Acquired hemophilia A (AHA) is a rare bleeding disorder caused by inhibitory autoantibodies to factor (F)VIII. The goals of treatment are 2-fold, namely immunosuppressive therapy to eradicate the inhibitor and hemostatic management to control bleeding. Emicizumab, a bispecific antibody that acts as a FVIIIa-mimetic, has seen growing use in AHA following its approval for congenital hemophilia A. This review provides an overview of the epidemiology, pathophysiology, diagnosis, and treatment of AHA. Registry, trial, and case series data are assimilated and summarized with an emphasis on a standardized approach that integrates the use of emicizumab. With recent registry data suggesting the need to focus on immunosuppression-related mortality in AHA, we provide treatment recommendations in an algorithmic format that have become the standard of care at our institution. These recommendations are intended to minimize hemostatic product usage and potential toxicity related to immunosuppressive therapy while reducing morbidity and rehospitalization rates for bleeding. The proposed treatment algorithm, which includes key interventions by phase of therapy, can be readily implemented at centers that have rapid access to plasma FVIII activity using a one-stage assay. A case is presented to illustrate the proposed diagnostic and management considerations.

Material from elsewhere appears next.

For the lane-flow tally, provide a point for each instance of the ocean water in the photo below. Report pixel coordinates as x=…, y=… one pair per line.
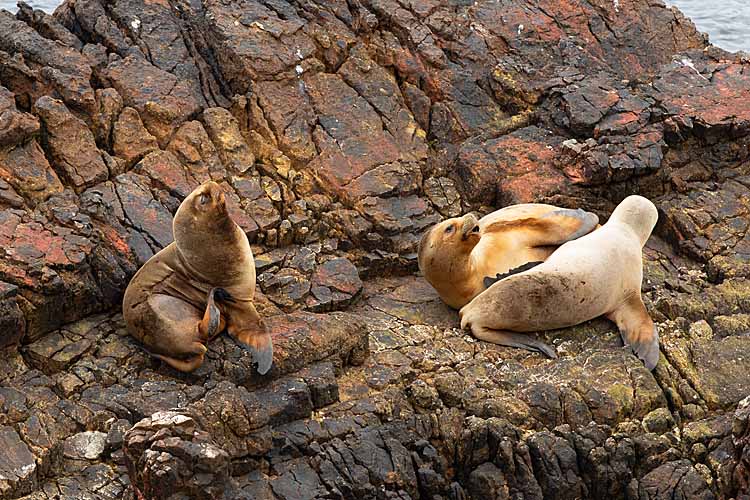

获得性血友病 A:Emicizumab 时代的叙事回顾和管理方法。
获得性血友病 A(AHA)是一种罕见的出血性疾病,由因子 VIII(FVIII)抑制性自身抗体引起。治疗的目标有两个方面,一是通过免疫抑制疗法(IST)消除抑制因子,二是通过止血治疗控制出血。Emicizumab是一种双特异性抗体,可作为因子VIIIa(FVIIIa)的模拟物,在被批准用于先天性A型血友病(cHA)治疗后,在AHA中的应用日益广泛。本综述概述了 AHA 的流行病学、病理生理学、诊断和治疗。对登记、试验和病例系列数据进行了吸收和总结,重点强调了整合使用埃米珠单抗的标准化方法。最近的登记数据表明,有必要关注 AHA 中与免疫抑制相关的死亡率,因此我们以算法的形式提供了治疗建议,这些建议已成为我们医院的标准治疗方法。这些建议旨在最大限度地减少止血产品的使用和与 IST 相关的潜在毒性,同时降低出血的发病率和再住院率。建议的治疗算法包括按治疗阶段划分的关键干预措施,可在使用单阶段检测法快速获取血浆 FVIII 活性的中心随时实施。本文介绍了一个病例,以说明建议的诊断和管理注意事项。
本文章由计算机程序翻译,如有差异,请以英文原文为准。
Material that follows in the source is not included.